Fantastic Fest 2015: The Wave
Norwegian disaster film is gripping and naturalistic
By Marjorie Baumgarten,
10:15PM, Fri. Sep. 25, 2015
If you were to guess which country might produce the next great disaster movie, you’d probably be guessing for a long time before you arrived at Norway. But Norway it is.
That placid, oil-rich, and socially advanced nation, also known for its vast natural beauty, has even nominated its homegrown disaster picture, The Wave, for this year’s Foreign Language Oscar. The film well-deserves the honor. Gripping and naturalistic, The Wave only lets up to allow in some heartstring melodrama toward the very end of the movie. But its scientific sensibility and portrait of imperiled family dynamics carry the film even when the stunning mountain scenery becomes a given backdrop.
As The Wave opens, geologist Kristian (Kristoffer Joner) is being saluted by his co-workers on his final day of employment at a rockslide early-warning center in the picturesque town of Geiranger. Kristian has taken a new job in the city, working for an oil company. One of the remaining staff members jokes that now that Kristian is gone, they won’t have to triple-check their work anymore. Oh, naive employee: Be careful what you wish for. The danger lies not in a “mere” rockslide, but the resultant tsunami that could occur when the mountains tumble into the narrow fjord below. The tourist town and Geiranger’s year-round inhabitants could be washed into oblivion in the blink of an eye.

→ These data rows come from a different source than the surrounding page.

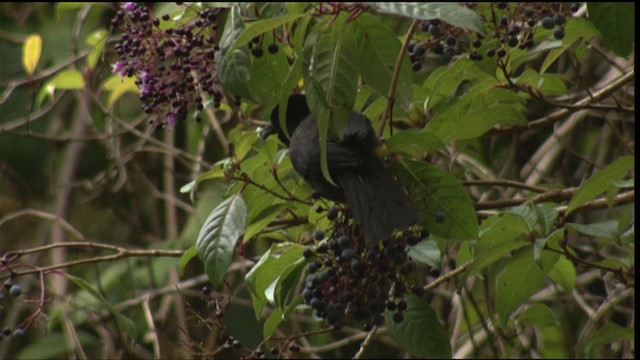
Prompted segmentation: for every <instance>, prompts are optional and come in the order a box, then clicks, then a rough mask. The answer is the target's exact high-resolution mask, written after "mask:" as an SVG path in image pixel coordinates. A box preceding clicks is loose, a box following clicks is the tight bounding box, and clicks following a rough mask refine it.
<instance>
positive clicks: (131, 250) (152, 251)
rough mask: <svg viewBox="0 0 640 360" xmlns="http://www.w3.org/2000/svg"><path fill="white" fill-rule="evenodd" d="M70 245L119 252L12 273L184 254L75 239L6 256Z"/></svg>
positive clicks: (63, 267) (182, 251)
mask: <svg viewBox="0 0 640 360" xmlns="http://www.w3.org/2000/svg"><path fill="white" fill-rule="evenodd" d="M69 247H84V248H98V249H108V250H113V251H116V252H117V253H116V254H112V255H104V256H95V257H91V258H87V259H80V260H75V261H68V262H64V263H60V264H55V265H49V266H43V267H39V266H37V267H33V268H31V269H29V270H24V271H15V272H13V273H12V274H13V276H21V275H27V274H33V273H38V272H49V271H52V270H57V269H62V268H70V267H73V266H78V265H84V264H91V263H98V262H105V261H113V260H118V259H123V258H126V257H180V256H182V255H183V254H184V250H159V249H149V250H143V249H127V248H123V247H120V246H115V245H108V244H101V243H93V242H78V241H75V242H61V243H55V244H49V245H45V246H40V247H36V248H32V249H24V250H13V251H9V252H7V254H6V255H5V257H6V258H10V257H19V256H22V255H26V254H31V253H35V252H39V251H47V250H52V249H56V248H69ZM9 276H11V275H10V274H7V275H6V276H2V277H0V278H6V277H9Z"/></svg>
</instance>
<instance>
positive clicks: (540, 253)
mask: <svg viewBox="0 0 640 360" xmlns="http://www.w3.org/2000/svg"><path fill="white" fill-rule="evenodd" d="M563 237H564V231H563V230H562V229H559V230H557V231H554V232H553V233H552V234H551V235H549V236H547V237H545V238H542V239H536V241H535V243H534V245H533V260H534V261H535V262H536V264H537V265H538V267H539V268H541V269H542V254H543V253H544V249H545V246H546V247H547V248H551V249H557V248H558V243H559V242H560V240H562V238H563Z"/></svg>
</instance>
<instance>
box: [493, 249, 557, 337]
mask: <svg viewBox="0 0 640 360" xmlns="http://www.w3.org/2000/svg"><path fill="white" fill-rule="evenodd" d="M532 251H533V249H532V248H529V249H523V250H522V251H519V252H518V253H517V254H516V256H514V257H513V258H512V259H511V260H510V261H509V263H508V264H507V266H505V268H504V270H502V272H501V273H500V275H499V276H498V281H497V284H496V300H495V307H496V312H497V313H498V316H499V317H500V323H501V325H502V326H503V327H504V326H506V325H507V322H508V320H509V315H511V313H512V312H513V311H514V310H515V309H517V308H518V306H520V305H521V304H522V303H523V302H525V301H526V300H527V299H529V297H531V296H532V295H533V294H535V293H536V291H538V290H540V287H541V286H542V284H543V281H544V277H545V274H546V273H547V272H549V270H551V268H552V267H553V265H554V264H555V262H556V261H557V260H558V258H559V255H558V254H557V253H552V252H545V253H544V254H542V263H543V269H540V267H538V265H537V264H536V263H535V261H534V259H533V254H532Z"/></svg>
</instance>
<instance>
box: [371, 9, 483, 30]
mask: <svg viewBox="0 0 640 360" xmlns="http://www.w3.org/2000/svg"><path fill="white" fill-rule="evenodd" d="M370 4H371V5H372V6H373V7H375V8H376V9H378V10H379V11H381V12H385V13H390V14H394V15H402V16H406V17H409V18H412V19H418V20H431V19H440V20H442V21H444V22H447V23H449V24H451V25H454V26H457V27H460V28H463V29H467V30H471V31H475V32H477V33H480V34H482V35H484V28H483V27H482V22H481V21H480V17H479V16H478V14H477V13H476V12H474V11H473V10H471V9H469V8H465V7H462V6H460V5H458V4H456V3H446V2H422V3H420V2H376V3H370Z"/></svg>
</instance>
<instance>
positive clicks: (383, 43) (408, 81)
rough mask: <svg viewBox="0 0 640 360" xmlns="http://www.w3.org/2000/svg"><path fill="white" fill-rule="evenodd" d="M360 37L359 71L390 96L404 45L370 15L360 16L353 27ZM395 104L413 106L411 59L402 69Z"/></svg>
mask: <svg viewBox="0 0 640 360" xmlns="http://www.w3.org/2000/svg"><path fill="white" fill-rule="evenodd" d="M351 26H352V27H353V29H354V30H355V33H356V37H357V44H358V49H357V55H358V63H359V66H358V68H359V69H360V74H361V75H362V80H363V81H364V82H365V83H366V84H367V85H369V86H370V87H371V88H373V89H374V90H375V91H377V92H378V93H379V94H380V95H381V96H384V97H385V98H386V97H387V95H388V93H389V87H390V85H391V79H392V77H393V73H394V70H395V67H396V61H397V59H398V55H399V53H400V51H401V50H402V43H400V40H398V37H397V36H396V34H394V33H393V31H391V29H389V28H388V27H387V26H386V25H384V24H383V23H381V22H380V21H378V20H377V19H376V18H375V17H373V16H372V15H370V14H362V15H361V16H358V18H357V19H356V21H354V22H353V24H352V25H351ZM399 75H400V76H399V77H398V83H397V88H396V89H397V90H396V94H395V101H396V102H395V103H396V104H399V105H400V106H401V107H402V108H403V109H405V110H408V109H409V106H410V105H411V89H412V87H411V84H412V76H413V75H412V72H411V63H410V61H409V58H408V57H406V56H405V57H404V58H403V61H402V65H401V67H400V74H399Z"/></svg>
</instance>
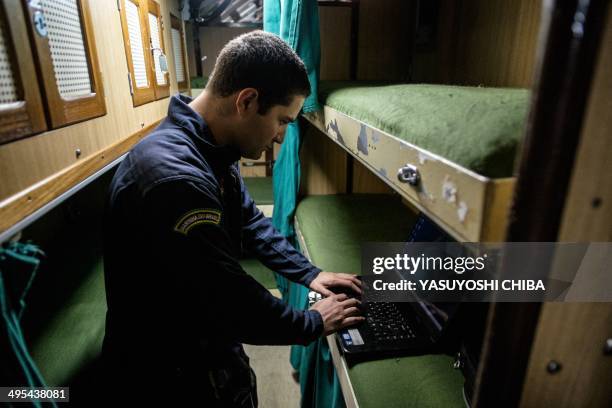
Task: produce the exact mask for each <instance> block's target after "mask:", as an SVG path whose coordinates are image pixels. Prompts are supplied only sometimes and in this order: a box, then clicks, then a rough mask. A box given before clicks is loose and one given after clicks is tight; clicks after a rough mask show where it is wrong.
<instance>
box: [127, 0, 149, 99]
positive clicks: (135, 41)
mask: <svg viewBox="0 0 612 408" xmlns="http://www.w3.org/2000/svg"><path fill="white" fill-rule="evenodd" d="M125 17H126V20H127V24H128V35H129V37H130V52H131V54H132V65H133V66H134V82H135V83H136V88H146V87H148V86H149V79H148V78H147V66H146V64H145V57H144V49H143V47H142V32H141V31H140V17H139V13H138V6H136V5H135V4H134V3H132V2H131V1H129V0H127V1H126V2H125Z"/></svg>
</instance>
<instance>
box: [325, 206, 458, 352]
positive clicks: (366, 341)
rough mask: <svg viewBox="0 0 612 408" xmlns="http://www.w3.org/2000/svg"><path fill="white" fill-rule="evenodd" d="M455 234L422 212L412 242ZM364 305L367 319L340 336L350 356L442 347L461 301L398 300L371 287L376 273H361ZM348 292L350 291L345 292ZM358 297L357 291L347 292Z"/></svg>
mask: <svg viewBox="0 0 612 408" xmlns="http://www.w3.org/2000/svg"><path fill="white" fill-rule="evenodd" d="M450 240H451V238H450V236H448V235H447V234H446V233H445V232H444V231H442V230H441V229H440V228H439V227H438V226H437V225H436V224H435V223H434V222H433V221H431V220H429V219H428V218H427V217H425V216H424V215H420V216H419V219H418V220H417V223H416V224H415V226H414V227H413V229H412V231H411V234H410V237H409V239H408V242H448V241H450ZM360 279H361V282H362V287H363V292H364V293H363V296H361V300H362V304H361V308H362V311H363V315H364V316H365V318H366V320H365V321H364V322H362V323H359V324H358V325H355V326H353V327H349V328H346V329H343V330H340V331H338V332H337V333H336V340H337V343H338V345H339V348H340V350H341V351H342V352H343V354H344V355H345V358H347V359H348V360H362V359H370V358H381V357H390V356H396V355H418V354H426V353H432V352H435V351H442V350H445V349H446V348H447V347H448V344H449V343H452V342H449V341H447V340H449V339H451V338H452V335H451V334H452V333H451V330H450V328H451V326H453V325H451V322H452V321H453V320H454V319H455V318H456V315H457V311H458V308H459V304H458V303H435V304H434V303H430V302H427V301H424V300H422V299H418V298H416V297H413V298H411V299H406V301H404V302H394V301H391V300H390V299H387V298H386V297H385V293H384V292H380V291H375V290H373V289H372V287H371V281H372V280H373V279H375V278H374V277H372V276H361V277H360ZM345 293H346V292H345ZM347 294H348V295H349V296H352V297H355V294H354V293H347Z"/></svg>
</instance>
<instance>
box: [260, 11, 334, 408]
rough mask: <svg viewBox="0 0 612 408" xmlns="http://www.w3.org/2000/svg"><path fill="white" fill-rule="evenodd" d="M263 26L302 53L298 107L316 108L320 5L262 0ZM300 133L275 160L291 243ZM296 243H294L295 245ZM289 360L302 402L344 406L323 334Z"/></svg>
mask: <svg viewBox="0 0 612 408" xmlns="http://www.w3.org/2000/svg"><path fill="white" fill-rule="evenodd" d="M264 30H265V31H268V32H271V33H275V34H277V35H279V36H280V37H281V38H282V39H283V40H285V41H286V42H287V43H288V44H289V45H290V46H291V47H292V48H293V49H294V50H295V51H296V52H297V54H298V55H299V56H300V58H302V60H303V61H304V63H305V64H306V69H307V70H308V78H309V80H310V88H311V94H310V96H309V97H308V98H307V99H306V101H305V102H304V107H303V111H304V112H311V111H314V110H317V109H319V103H318V100H317V94H318V90H317V87H318V84H319V62H320V52H321V44H320V37H319V9H318V5H317V1H316V0H265V1H264ZM301 144H302V135H301V134H300V129H299V126H298V124H297V123H292V124H290V125H289V126H288V127H287V131H286V133H285V141H284V142H283V144H282V147H281V149H280V152H279V155H278V158H277V159H276V163H275V164H274V173H273V186H274V213H273V215H272V222H273V224H274V226H275V227H276V228H277V229H278V230H279V231H280V232H281V233H282V234H283V235H284V236H286V237H287V238H288V239H289V240H290V241H291V242H292V243H294V244H297V243H296V240H295V230H294V228H293V216H294V213H295V207H296V204H297V203H296V200H297V195H298V190H299V183H300V158H299V151H300V146H301ZM296 246H297V245H296ZM276 276H277V283H278V288H279V290H280V291H281V293H282V295H283V299H285V301H286V302H287V303H289V304H290V305H292V306H293V307H296V308H300V309H306V308H307V307H308V300H307V299H308V289H307V288H305V287H303V286H301V285H296V284H294V283H292V282H289V281H287V280H286V279H284V278H283V277H281V276H279V275H276ZM291 364H292V365H293V367H294V368H295V369H296V370H297V371H298V372H299V374H300V388H301V390H302V407H325V408H328V407H332V408H334V407H344V399H343V397H342V392H341V390H340V386H339V383H338V379H337V376H336V373H335V371H334V367H333V363H332V361H331V356H330V353H329V349H328V346H327V341H326V339H324V338H322V339H319V340H317V341H315V342H314V343H312V344H311V345H309V346H308V347H302V346H293V347H292V349H291Z"/></svg>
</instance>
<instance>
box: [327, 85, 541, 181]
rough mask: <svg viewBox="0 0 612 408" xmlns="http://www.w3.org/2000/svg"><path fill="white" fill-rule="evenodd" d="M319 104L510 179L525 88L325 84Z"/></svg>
mask: <svg viewBox="0 0 612 408" xmlns="http://www.w3.org/2000/svg"><path fill="white" fill-rule="evenodd" d="M319 96H320V102H321V103H322V104H325V105H327V106H329V107H331V108H334V109H335V110H337V111H340V112H342V113H344V114H345V115H348V116H350V117H352V118H354V119H358V120H360V121H362V122H364V123H366V124H368V125H370V126H372V127H374V128H377V129H379V130H382V131H384V132H386V133H389V134H391V135H393V136H395V137H397V138H400V139H402V140H404V141H406V142H408V143H411V144H413V145H415V146H417V147H420V148H422V149H425V150H427V151H429V152H431V153H434V154H436V155H438V156H441V157H443V158H445V159H447V160H450V161H452V162H454V163H456V164H459V165H460V166H462V167H465V168H467V169H470V170H472V171H474V172H476V173H479V174H482V175H484V176H487V177H491V178H500V177H510V176H512V172H513V167H514V159H515V156H516V152H517V147H518V145H519V142H520V140H521V137H522V134H523V127H524V124H525V120H526V118H527V112H528V107H529V91H528V90H527V89H511V88H482V87H465V86H451V85H429V84H388V83H387V84H381V83H375V82H348V81H324V82H321V84H320V87H319Z"/></svg>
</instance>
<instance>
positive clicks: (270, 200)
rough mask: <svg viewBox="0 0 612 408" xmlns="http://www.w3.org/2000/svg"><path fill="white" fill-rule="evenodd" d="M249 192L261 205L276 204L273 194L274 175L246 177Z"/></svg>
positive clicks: (246, 180)
mask: <svg viewBox="0 0 612 408" xmlns="http://www.w3.org/2000/svg"><path fill="white" fill-rule="evenodd" d="M243 180H244V184H245V185H246V188H247V190H248V191H249V194H250V195H251V197H252V198H253V200H255V203H256V204H259V205H272V204H274V196H273V194H272V177H244V178H243Z"/></svg>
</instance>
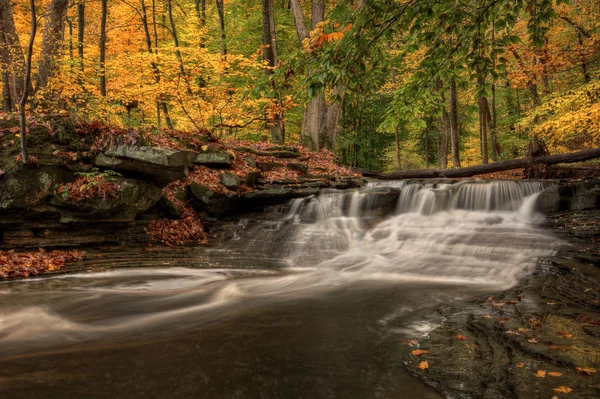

After the party, Kristian returns home to his family, who are completing the final packing for their move the next day. He is to take the ferry to the mainland with his two children, while his wife Idun (Ane Dahl Torp) stays behind for a few days to finish up her work as a hostess at the busy visitors’ hotel. But a premonition he had the day before regarding a mysterious equipment failure morphs into a belatedly realized hazard while waiting in line to board the ferry, and Kristian turns the car around and immediately races, with his children in tow, to the monitoring station. The dedicated scientist, whose work in Geiranger is complete, sticks around because he’s a dedicated geologist and compassionate human being. Stranding his children causes some grief with his wife, but the kids soon arrive at mom’s resort to spend another night in town before Kristian and his young daughter return to spend one more night at their old house. Meanwhile, the crew at the monitoring station weigh the pros and cons of sounding the early evacuation alarm that could either save lives or put a bad financial crimp in the tourist season.
The cinematography by John Christian Rosenlund is stunning, ranging from picturesque to harrowing, yet all the while keeping the human beings we’ve come to care for in sharp focus. Director Roar Uthaug nicely builds the tension and the characters’ various concerns. Not until the last act when the central family engages in a few superhuman feats in order to save one another does the film hit any false notes. Until then, The Wave barrels through with the impact, dare I say, of a tsunami.
The Wave screens again Monday, Sept. 28, 9pm.